We're also afraid they'll use these words in the wrong social circumstances. I remember once when my son and I were sitting on the couch watching TV, and Jack, noticing something in the air, put his face up close to mine and asked, "Daddy, did you poop?"
"No," I assured him. "Daddy didn't poop."
"Did you toot?"
"That was the dog."
But suppose we were at the dinner table with guests — suppose we were having Cardinal Richelieu over for chili and we didn't have a dog, and Jack said something like, "Was that your eminence?" (That could be the finest pun I've ever written.)

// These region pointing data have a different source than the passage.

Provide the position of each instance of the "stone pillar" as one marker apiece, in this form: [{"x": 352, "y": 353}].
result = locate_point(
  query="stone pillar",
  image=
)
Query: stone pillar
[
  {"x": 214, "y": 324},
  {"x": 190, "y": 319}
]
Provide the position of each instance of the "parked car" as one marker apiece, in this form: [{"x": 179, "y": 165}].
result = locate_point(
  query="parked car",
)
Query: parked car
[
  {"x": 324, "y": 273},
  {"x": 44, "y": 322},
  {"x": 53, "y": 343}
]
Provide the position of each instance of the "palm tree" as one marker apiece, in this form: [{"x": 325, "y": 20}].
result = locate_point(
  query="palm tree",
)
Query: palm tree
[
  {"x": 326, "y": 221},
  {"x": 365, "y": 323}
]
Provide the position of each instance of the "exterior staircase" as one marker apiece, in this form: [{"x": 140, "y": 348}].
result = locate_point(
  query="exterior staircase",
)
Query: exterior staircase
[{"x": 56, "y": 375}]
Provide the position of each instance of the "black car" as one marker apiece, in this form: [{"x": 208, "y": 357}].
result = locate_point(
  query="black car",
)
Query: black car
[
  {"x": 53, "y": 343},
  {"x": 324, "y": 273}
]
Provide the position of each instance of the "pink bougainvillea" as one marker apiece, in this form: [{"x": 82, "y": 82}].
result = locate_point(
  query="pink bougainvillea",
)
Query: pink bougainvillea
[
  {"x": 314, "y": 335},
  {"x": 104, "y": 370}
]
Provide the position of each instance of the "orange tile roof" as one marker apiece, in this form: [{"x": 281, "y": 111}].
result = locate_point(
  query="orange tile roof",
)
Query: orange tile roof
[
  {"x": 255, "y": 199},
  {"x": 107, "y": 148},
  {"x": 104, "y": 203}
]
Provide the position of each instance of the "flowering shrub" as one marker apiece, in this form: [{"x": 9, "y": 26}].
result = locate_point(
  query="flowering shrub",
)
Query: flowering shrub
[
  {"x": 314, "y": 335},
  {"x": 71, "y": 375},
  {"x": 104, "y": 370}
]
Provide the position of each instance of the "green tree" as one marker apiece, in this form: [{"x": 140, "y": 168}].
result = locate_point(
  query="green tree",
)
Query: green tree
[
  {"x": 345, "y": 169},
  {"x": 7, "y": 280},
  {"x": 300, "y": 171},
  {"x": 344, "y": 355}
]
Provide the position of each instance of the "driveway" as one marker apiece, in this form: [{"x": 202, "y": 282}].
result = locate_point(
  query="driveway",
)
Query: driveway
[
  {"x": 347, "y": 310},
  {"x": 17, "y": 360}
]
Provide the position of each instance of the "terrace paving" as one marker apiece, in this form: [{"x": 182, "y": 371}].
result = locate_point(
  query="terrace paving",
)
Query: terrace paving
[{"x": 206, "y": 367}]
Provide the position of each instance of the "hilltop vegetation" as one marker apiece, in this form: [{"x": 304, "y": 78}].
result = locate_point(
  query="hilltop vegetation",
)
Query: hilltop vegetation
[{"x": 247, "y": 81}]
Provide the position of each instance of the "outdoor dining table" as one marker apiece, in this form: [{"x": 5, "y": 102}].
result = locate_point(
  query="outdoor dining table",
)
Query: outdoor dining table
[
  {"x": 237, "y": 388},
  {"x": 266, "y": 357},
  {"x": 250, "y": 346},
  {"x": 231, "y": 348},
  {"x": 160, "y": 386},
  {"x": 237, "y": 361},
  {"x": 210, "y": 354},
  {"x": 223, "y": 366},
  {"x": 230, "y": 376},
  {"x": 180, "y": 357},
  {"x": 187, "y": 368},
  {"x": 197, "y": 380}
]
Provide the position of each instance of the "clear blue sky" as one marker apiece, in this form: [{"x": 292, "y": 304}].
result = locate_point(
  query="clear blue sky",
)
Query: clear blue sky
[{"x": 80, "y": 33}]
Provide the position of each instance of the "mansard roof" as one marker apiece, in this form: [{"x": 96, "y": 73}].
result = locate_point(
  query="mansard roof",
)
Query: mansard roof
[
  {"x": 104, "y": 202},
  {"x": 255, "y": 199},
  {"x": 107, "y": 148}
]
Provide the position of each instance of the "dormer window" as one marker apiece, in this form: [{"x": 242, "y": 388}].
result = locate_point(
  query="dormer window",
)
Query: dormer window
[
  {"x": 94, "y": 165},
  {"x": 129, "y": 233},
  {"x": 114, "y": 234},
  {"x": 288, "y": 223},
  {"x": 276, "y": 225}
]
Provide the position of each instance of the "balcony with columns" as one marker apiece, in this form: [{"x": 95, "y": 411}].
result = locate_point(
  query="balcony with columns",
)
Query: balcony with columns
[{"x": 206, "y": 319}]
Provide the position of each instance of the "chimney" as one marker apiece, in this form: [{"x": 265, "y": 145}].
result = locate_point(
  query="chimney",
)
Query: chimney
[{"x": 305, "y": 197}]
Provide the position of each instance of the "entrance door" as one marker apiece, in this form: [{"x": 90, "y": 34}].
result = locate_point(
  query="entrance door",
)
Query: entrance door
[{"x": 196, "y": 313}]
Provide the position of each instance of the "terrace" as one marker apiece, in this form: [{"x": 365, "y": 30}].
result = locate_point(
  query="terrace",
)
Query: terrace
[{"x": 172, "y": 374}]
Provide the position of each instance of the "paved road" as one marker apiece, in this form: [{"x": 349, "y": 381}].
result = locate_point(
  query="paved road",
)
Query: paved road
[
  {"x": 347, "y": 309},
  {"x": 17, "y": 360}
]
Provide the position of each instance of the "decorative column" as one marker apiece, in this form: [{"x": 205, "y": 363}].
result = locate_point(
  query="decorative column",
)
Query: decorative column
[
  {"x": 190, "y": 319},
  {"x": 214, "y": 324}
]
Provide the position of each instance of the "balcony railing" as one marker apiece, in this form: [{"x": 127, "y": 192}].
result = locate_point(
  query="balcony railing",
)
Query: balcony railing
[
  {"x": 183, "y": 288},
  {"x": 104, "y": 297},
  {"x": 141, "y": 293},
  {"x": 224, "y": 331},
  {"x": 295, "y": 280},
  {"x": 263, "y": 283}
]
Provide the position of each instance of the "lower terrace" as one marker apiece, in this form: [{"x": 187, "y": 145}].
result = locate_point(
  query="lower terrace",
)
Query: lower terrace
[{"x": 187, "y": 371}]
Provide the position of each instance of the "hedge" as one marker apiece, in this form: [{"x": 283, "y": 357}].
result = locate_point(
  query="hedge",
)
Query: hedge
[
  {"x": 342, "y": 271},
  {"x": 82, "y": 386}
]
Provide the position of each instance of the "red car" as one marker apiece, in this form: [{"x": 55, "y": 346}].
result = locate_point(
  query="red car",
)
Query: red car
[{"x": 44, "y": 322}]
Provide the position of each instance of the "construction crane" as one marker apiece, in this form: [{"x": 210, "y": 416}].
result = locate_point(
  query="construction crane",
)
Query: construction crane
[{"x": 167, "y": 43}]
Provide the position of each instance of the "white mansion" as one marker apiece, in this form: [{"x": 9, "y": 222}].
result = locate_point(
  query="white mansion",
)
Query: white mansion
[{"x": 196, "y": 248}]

We can guide and coach them, but realistically, it's unfair to expect toddlers or preschoolers to consistently edit themselves. The part of a child's brain governing the ability to think about what they're saying before they say it (primarily the ventral fronto-striatial circuitry for anybody trying to follow along with a brain map) doesn't fully mature until adolescence. Once kids grow comfortable with all things fecal, the potty talk abates, as long as we don't encourage them. As Honig says, "Kids who know where poop comes from and what it's for usually don't use potty talk because for them the words have no mystery."
In our house, the potty talk stopped once provocation turned to genuine inquiry.
"Can you get arrested if you toot too much?" my son asked one day on our way to school.
"No," I replied, though I admit I haven't read the fine print of the Patriot Act.
"Why do toots smell?" he asked.
"They just do," I said. (Correct punch line: "So deaf people can enjoy them too.")
"So why do people toot?" he persisted.
I explained as best I could the digestive process and its various byproducts, and that grandpas and teachers and even some mommies toot, and that if you didn't toot, you'd probably get sick. He listened closely, thinking hard.
"So tooting is both a good thing and a bad thing," he said, adding it all up. "It's kind of a medium thing."
"That's right," I agreed. "It's kind of a medium thing."
"I tooted twice at school yesterday," he said, staring out the window. "It was awesome."